Jide Ojo in this piece talks about the implications of the emerging difficulty concerning President Muhammadu Buhari’s health.
This is an interesting time in Nigeria. The most trending news in the country since January 19, 2017 has been that of the purported medical vacation of President Muhammadu Buhari in the United Kingdom which his Special Adviser on Media and Publicity, Femi Adesina, said would also entail routine medical checkup for the President. The 10-day vacation was to be from Monday, January 23 to February 5. It will be recalled that President Buhari, in June 2016, had similarly gone to the UK to see an Ear, Nose and Throat specialist for a nagging ear infection.

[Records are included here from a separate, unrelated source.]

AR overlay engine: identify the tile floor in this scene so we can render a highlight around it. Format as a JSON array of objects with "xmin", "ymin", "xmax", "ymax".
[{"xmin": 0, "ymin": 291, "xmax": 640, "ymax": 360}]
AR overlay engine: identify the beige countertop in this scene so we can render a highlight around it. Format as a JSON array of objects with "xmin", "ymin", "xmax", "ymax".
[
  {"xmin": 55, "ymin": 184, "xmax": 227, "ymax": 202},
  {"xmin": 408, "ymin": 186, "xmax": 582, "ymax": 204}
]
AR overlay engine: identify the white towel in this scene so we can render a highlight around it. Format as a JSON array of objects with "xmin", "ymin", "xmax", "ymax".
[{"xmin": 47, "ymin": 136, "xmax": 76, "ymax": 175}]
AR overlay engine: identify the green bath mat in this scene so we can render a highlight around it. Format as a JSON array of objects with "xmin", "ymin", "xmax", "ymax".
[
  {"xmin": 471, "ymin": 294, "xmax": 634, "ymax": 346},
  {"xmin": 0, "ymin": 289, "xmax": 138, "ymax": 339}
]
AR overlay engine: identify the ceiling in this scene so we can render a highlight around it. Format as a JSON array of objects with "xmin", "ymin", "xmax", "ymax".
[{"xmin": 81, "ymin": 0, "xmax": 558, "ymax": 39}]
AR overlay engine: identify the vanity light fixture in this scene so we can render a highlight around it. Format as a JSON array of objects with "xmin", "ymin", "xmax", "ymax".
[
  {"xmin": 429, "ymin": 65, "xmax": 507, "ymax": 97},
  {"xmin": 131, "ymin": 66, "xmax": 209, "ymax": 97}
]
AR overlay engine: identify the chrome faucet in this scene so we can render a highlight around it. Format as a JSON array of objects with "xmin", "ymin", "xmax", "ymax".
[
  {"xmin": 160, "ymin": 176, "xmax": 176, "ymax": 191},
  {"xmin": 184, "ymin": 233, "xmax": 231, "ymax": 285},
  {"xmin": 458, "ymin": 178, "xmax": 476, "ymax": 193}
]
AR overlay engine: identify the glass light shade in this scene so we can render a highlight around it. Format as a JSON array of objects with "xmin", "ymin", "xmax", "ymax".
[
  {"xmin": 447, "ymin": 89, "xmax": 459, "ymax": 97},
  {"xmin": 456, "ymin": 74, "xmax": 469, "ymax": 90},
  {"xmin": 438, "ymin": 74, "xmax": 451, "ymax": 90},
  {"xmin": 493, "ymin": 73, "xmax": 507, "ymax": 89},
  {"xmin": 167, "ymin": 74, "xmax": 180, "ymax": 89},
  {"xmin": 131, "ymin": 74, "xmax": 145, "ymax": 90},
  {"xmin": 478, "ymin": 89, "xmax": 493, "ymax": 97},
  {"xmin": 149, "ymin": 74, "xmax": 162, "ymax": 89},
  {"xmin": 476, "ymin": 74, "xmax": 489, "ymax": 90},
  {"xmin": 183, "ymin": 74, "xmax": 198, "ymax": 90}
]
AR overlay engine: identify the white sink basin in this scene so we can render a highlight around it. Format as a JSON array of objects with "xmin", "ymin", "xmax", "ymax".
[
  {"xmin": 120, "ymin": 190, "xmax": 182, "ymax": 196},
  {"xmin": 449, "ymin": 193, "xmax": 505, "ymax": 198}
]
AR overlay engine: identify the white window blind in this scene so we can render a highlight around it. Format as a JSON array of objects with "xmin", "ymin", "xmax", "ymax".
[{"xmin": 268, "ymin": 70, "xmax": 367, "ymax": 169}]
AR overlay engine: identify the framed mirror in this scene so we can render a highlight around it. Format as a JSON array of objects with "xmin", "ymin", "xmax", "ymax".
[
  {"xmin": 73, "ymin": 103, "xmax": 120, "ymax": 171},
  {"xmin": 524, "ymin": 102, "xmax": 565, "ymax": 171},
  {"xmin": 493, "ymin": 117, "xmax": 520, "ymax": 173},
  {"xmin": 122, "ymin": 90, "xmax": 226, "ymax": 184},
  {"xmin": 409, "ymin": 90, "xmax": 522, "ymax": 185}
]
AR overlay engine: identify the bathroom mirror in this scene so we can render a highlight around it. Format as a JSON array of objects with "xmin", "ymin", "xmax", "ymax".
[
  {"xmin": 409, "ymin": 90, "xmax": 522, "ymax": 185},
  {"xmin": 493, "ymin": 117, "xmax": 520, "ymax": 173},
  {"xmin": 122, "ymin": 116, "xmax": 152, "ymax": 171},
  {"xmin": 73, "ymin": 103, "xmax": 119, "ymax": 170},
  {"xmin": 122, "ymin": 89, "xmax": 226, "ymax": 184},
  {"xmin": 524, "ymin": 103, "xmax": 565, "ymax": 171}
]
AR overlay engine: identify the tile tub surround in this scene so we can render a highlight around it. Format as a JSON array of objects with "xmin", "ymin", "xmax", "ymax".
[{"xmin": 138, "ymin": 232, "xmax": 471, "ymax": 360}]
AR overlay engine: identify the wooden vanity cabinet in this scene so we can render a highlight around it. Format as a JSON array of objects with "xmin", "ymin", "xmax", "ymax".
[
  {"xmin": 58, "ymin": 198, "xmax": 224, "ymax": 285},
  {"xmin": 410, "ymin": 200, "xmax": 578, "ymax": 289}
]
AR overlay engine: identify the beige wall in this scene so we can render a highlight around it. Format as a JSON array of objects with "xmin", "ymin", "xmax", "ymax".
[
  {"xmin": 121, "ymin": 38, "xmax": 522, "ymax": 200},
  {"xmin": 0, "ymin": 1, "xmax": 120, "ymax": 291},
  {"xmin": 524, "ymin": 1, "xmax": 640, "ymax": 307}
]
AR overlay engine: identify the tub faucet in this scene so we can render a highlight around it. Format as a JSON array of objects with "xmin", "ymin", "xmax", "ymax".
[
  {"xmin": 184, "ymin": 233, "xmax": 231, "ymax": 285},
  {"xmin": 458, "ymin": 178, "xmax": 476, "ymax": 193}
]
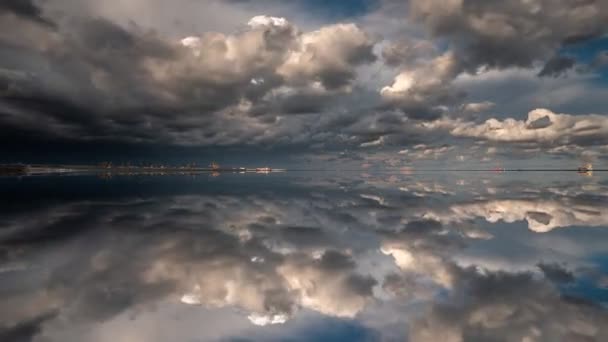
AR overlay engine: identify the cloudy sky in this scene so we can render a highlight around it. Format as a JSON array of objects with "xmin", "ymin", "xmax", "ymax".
[{"xmin": 0, "ymin": 0, "xmax": 608, "ymax": 167}]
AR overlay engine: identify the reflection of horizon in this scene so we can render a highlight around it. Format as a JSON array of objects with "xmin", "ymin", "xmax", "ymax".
[{"xmin": 0, "ymin": 177, "xmax": 606, "ymax": 341}]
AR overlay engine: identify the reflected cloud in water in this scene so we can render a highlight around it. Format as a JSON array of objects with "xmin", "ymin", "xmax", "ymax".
[{"xmin": 0, "ymin": 173, "xmax": 608, "ymax": 341}]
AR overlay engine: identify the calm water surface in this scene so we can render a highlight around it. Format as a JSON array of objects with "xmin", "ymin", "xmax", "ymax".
[{"xmin": 0, "ymin": 172, "xmax": 608, "ymax": 342}]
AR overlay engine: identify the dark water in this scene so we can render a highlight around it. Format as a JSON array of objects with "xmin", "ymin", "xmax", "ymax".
[{"xmin": 0, "ymin": 172, "xmax": 608, "ymax": 342}]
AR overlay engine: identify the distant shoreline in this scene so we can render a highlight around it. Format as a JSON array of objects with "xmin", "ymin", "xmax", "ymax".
[{"xmin": 0, "ymin": 164, "xmax": 287, "ymax": 176}]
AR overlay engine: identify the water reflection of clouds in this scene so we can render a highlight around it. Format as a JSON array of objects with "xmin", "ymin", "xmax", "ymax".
[{"xmin": 0, "ymin": 176, "xmax": 608, "ymax": 341}]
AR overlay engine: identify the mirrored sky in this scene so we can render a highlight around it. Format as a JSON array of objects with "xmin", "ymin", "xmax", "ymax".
[{"xmin": 0, "ymin": 172, "xmax": 608, "ymax": 342}]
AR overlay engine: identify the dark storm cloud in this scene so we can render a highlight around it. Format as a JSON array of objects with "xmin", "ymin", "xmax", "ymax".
[
  {"xmin": 538, "ymin": 263, "xmax": 575, "ymax": 284},
  {"xmin": 0, "ymin": 313, "xmax": 55, "ymax": 342},
  {"xmin": 0, "ymin": 0, "xmax": 55, "ymax": 27},
  {"xmin": 410, "ymin": 0, "xmax": 608, "ymax": 71},
  {"xmin": 0, "ymin": 8, "xmax": 375, "ymax": 146},
  {"xmin": 538, "ymin": 56, "xmax": 576, "ymax": 77}
]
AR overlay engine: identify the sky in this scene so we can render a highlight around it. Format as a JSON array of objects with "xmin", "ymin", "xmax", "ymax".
[{"xmin": 0, "ymin": 0, "xmax": 608, "ymax": 168}]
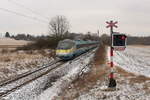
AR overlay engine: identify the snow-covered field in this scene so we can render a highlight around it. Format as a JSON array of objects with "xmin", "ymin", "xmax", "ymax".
[
  {"xmin": 0, "ymin": 50, "xmax": 53, "ymax": 82},
  {"xmin": 75, "ymin": 46, "xmax": 150, "ymax": 100},
  {"xmin": 114, "ymin": 46, "xmax": 150, "ymax": 77},
  {"xmin": 1, "ymin": 48, "xmax": 94, "ymax": 100}
]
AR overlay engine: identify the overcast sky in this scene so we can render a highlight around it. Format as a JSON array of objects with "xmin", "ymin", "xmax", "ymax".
[{"xmin": 0, "ymin": 0, "xmax": 150, "ymax": 36}]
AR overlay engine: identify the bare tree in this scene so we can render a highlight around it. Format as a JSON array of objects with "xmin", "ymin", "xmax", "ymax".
[{"xmin": 49, "ymin": 16, "xmax": 70, "ymax": 38}]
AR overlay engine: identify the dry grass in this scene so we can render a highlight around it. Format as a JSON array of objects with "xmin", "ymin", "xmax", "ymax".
[
  {"xmin": 130, "ymin": 75, "xmax": 150, "ymax": 83},
  {"xmin": 115, "ymin": 66, "xmax": 135, "ymax": 77}
]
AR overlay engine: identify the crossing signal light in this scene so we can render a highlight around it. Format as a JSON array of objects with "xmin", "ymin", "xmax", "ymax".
[{"xmin": 112, "ymin": 34, "xmax": 127, "ymax": 47}]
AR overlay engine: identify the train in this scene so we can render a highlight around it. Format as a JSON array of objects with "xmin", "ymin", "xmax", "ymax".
[{"xmin": 56, "ymin": 39, "xmax": 99, "ymax": 60}]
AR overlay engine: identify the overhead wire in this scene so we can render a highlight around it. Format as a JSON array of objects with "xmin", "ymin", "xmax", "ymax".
[
  {"xmin": 0, "ymin": 8, "xmax": 48, "ymax": 24},
  {"xmin": 8, "ymin": 0, "xmax": 49, "ymax": 20}
]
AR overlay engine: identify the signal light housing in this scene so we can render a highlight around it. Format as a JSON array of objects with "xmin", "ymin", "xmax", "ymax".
[{"xmin": 112, "ymin": 33, "xmax": 127, "ymax": 47}]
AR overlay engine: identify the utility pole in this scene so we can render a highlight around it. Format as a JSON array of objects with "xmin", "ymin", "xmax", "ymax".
[{"xmin": 106, "ymin": 21, "xmax": 118, "ymax": 88}]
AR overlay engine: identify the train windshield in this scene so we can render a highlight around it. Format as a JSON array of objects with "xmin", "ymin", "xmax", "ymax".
[{"xmin": 57, "ymin": 41, "xmax": 74, "ymax": 49}]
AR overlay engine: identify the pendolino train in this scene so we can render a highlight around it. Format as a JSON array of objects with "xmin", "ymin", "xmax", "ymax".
[{"xmin": 56, "ymin": 39, "xmax": 98, "ymax": 60}]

No sooner had the President left for the current holiday than the rumour mill agog with the news of his alleged death while some unconfirmed news sources said he was terminally ill and on admission in a London hospital. Expectedly, his media team rose in stout defence, debunking the news of his death or ill-health. Pictures of his meeting with Ogun State Governor, Ibikunle Amosun, as well as another one in which he and his wife were relaxing were leaked to and published in the media.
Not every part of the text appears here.